Construction output growth at slowest rate since July 2013
At 57.6, down from 59.4 in November, the latest Markit/CIPS UK Construction PMI index signalled the least marked increase in construction since July 2013. That said, the latest reading was higher than the long-run series average (54.5) and well above the 50.0 value that separates expansion from contraction.
Industry experts said construction was a “victim of its own success” as it “struggles to keep up with its own recovery”.
Housing and commercial work continued a long-term trend of expansion but civil engineering activity decreased slightly ending a 17-month period of continuous growth.
Skills shortages are still worsening during the ongoing recovery while more than half of buyers (52 per cent) anticipate a rise in business activity over the course of 2015 while only 13 per cent forecast a reduction.
Tim Moore, senior economist at Markit and author of the Markit/CIPS Construction PMI, said: “UK construction output growth retreated further in December, but another strong expansion of house building activity ensured that the sector continued to perform impressively overall. Indeed, over the course of 2014, UK construction firms recorded the strongest calendar year of residential building since the survey began in 1997.
“A sharp recovery in house building, as well as resurgent demand for commercial development projects, continued to boost staff recruitment and sub-contractor pay rates across the construction sector in December.
“While new business growth moderated to its lowest for a year-and-a-half in December, UK construction firms are still highly upbeat about their prospects for output growth in 2015.
“Four times as many construction companies (52 per cent) anticipate an upturn in output over the year ahead as those that expect a reduction (13 per cent).

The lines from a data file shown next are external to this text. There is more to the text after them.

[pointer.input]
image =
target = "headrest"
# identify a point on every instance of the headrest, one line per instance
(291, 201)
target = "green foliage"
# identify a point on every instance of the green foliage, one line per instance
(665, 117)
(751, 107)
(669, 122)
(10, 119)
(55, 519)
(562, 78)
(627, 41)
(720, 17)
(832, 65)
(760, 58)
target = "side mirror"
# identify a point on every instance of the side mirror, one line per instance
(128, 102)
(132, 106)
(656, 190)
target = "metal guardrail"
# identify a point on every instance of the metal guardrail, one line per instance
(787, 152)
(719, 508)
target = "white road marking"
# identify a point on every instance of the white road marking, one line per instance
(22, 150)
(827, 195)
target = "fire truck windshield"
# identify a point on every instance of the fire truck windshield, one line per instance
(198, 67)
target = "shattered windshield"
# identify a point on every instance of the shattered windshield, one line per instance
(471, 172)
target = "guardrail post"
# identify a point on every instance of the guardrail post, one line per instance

Positive sentiment was linked to strong pipelines of work-in-hand and favourable underlying business conditions. However, concerns related to supply chain pressures and deepening skill shortages were prevalent among survey respondents in December.”

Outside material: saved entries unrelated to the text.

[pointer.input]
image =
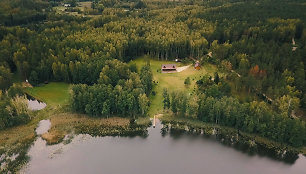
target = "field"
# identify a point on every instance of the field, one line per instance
(53, 93)
(171, 81)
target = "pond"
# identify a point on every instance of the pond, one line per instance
(150, 155)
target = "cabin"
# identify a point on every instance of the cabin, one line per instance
(168, 68)
(197, 66)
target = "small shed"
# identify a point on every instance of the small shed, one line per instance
(197, 66)
(166, 68)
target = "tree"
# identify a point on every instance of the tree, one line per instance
(216, 78)
(5, 77)
(106, 109)
(166, 99)
(33, 79)
(146, 77)
(187, 81)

David Noble, group chief executive officer at the Chartered Institute of Procurement & Supply, added: “The sector continues on its levelling path this month, with procurement and supply management professionals reporting continued strong growth but with a weaker trajectory than that seen in recent months.
“The sector is still expanding with the index posting at a higher level than the longer-term average, and led primarily by residential development - but it has become a victim of its own success as it struggles to keep up with its own speed of recovery. With increases in new business, comes pressures on the availability of talented staff and a squeeze on the performance of supply chains.
“Still replacing the skills lost in the recession and faced with increasing charges for the sub-contractors used to fill in the shortfall, the sector is enjoying lower commodity prices to balance out costs. As more new business comes in, so vendor performance is being affected and key raw material delivery times are lengthening.
“Levels of positive outlook remain high with 52 per cent of respondents expecting a rise in business activity in 2015, though this month’s sudden drop in the strength of the civil engineering sub-sector and this year’s General Election is adding a note of caution.”